Project Amazon Sales Data Analysis
Project Amazon Sales Data Analysis
Data Analysis
Objective
● Development of a predictive model for predicting sales.
● Perform ETL (Extract-Transform-Load) on dataset.
● Develop dashboard by using tableau.
Benefits
● Better understand and optimise revenue generation in future
● Maximize forecasting accuracy
● Make current sales experience our top priority
Architecture
Data Preprocessing:
● Importing necessary libraries for data analysis such as : Pandas, Numpy, Matplotlib &
Seaborn etc.
● Using pd.read_csv() function stores the data in pandas dataframe named data.
● Using data.column showing columns present in dataframe.

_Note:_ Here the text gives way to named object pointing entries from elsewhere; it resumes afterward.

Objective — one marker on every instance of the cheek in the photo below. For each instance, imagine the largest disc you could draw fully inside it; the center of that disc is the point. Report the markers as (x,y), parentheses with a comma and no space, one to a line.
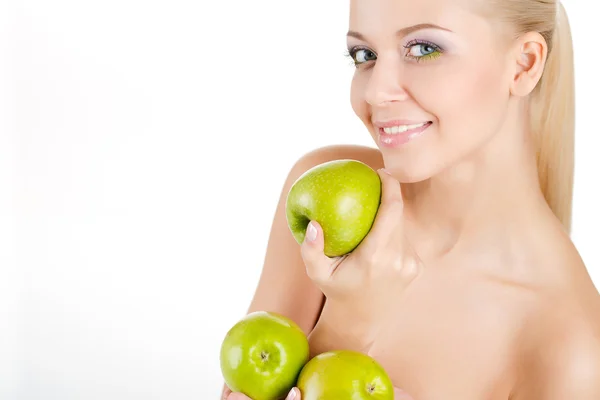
(357,97)
(469,100)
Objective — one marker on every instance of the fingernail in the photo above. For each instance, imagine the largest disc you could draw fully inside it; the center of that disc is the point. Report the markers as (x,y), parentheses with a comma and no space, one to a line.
(291,395)
(311,232)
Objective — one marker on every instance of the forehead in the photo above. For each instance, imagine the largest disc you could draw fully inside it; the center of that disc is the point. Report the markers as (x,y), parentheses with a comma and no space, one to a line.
(381,16)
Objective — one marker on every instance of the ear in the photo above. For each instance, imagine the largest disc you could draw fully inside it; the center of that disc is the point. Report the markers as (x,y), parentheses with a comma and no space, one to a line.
(531,52)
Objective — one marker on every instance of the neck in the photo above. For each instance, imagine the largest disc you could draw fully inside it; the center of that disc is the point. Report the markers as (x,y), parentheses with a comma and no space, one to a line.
(493,192)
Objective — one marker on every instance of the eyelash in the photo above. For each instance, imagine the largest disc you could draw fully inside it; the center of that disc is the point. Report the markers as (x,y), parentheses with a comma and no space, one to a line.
(351,53)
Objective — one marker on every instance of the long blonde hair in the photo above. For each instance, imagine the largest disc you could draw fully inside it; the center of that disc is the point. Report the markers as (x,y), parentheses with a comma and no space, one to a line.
(552,103)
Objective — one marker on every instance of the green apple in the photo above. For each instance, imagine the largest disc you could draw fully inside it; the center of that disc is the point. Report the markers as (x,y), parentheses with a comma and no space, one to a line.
(344,375)
(263,354)
(343,196)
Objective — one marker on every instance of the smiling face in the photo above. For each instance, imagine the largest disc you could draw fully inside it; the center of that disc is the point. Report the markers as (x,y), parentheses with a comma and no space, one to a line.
(434,67)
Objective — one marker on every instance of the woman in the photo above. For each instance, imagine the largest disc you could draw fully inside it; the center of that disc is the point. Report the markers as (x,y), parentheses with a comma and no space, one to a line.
(468,286)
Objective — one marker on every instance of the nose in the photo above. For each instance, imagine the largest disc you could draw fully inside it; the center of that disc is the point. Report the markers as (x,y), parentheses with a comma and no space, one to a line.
(385,84)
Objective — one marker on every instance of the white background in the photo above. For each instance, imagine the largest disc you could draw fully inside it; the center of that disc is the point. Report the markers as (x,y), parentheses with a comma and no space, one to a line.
(141,187)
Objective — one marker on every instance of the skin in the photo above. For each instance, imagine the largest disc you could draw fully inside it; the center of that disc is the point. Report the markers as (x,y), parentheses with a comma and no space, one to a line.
(478,291)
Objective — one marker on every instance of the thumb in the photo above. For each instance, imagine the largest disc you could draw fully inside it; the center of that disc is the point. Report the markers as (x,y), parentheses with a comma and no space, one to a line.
(318,265)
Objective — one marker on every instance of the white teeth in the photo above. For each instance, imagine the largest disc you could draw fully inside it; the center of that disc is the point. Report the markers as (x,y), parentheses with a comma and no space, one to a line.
(401,128)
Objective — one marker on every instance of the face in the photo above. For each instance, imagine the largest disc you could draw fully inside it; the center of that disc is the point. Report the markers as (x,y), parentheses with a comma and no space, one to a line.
(431,96)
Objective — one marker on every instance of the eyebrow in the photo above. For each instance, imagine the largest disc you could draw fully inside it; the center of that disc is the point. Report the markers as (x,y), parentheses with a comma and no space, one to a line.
(404,31)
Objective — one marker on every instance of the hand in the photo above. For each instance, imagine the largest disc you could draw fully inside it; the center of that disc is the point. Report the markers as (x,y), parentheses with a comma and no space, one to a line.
(228,395)
(361,286)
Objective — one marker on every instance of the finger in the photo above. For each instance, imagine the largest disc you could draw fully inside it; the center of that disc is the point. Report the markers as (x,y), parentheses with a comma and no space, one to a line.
(226,392)
(401,395)
(390,211)
(238,396)
(294,394)
(318,265)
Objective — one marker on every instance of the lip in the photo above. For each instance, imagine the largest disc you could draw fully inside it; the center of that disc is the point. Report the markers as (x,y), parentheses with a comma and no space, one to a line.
(396,122)
(398,139)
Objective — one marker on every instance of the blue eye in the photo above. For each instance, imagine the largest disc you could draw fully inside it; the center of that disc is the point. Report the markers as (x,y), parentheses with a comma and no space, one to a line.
(423,50)
(361,55)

● info() function show basic information of dataframe like null value count of each
column and their data type
● Changing the data type of different column for model training and analysis
● Using describe function on dataframe for getting basic stats of numerical dataset
● Adding extra column to dataframe which contain only month, year and month with
year
● Using isnull().sum() checking out total null value in all the column of dataframe
Exploratory data Analysis
Checking Outliers in the dataframe by using Box Plot
● Box Plot for Total Profit : Here we detect outliers in the specified column using
the Z-score method and found 7 outliers.
● Box Plot of Total Cost : found 5 outliers in Total Cost column
● Calculating the total revenue for each group with respect to Item Type
and then sorting then in descending order.
● Calculating the total profit for each group with respect to Item Type
and then sorting them in descending order.
● Calculating correlation of 'Total Revenue', 'Total Cost' and 'Total Profit'
columns present in dataframe.
Predictive Analytics :
● Label Encoding of Item Type, Sales Channel and Order Priority for model
training.
● Dropping columns Region, Country, Order Date MonthYear, Order ID and
Ship Date.
Pycaret library :
● PyCaret is an open-source, low-code machine learning library in Python.
● Allows users to quickly and easily build, compare, and deploy machine
learning models on structured and tabular data.
● Reduce the amount of code needed to build a model.
● It provides preprocessing and feature engineering functions.
● Automatic model selection and hyperparameter tuning.
● Support for a wide range of machine learning algorithms
● Plotting residuals for Lasso Least Angle Regression based trained model
● Plotting prediction error plot for Lasso Least Angle Regression based trained
model
Implementation of Linear Regression
● Selecting the independent variables and target variable.
● Splitting the data into training and testing datasets.
● Standardizing the dataset.
● Performing fit transform on X_train dataframe.
● Performing fit transform on X_test dataframe.
● Applying Linear Regression on X_train and y_train.
● Calculating mean squared error.
● Creating kernel density estimate plot
● Plotting the predicted values against the actual values to visualize
how well the model is fitting the data.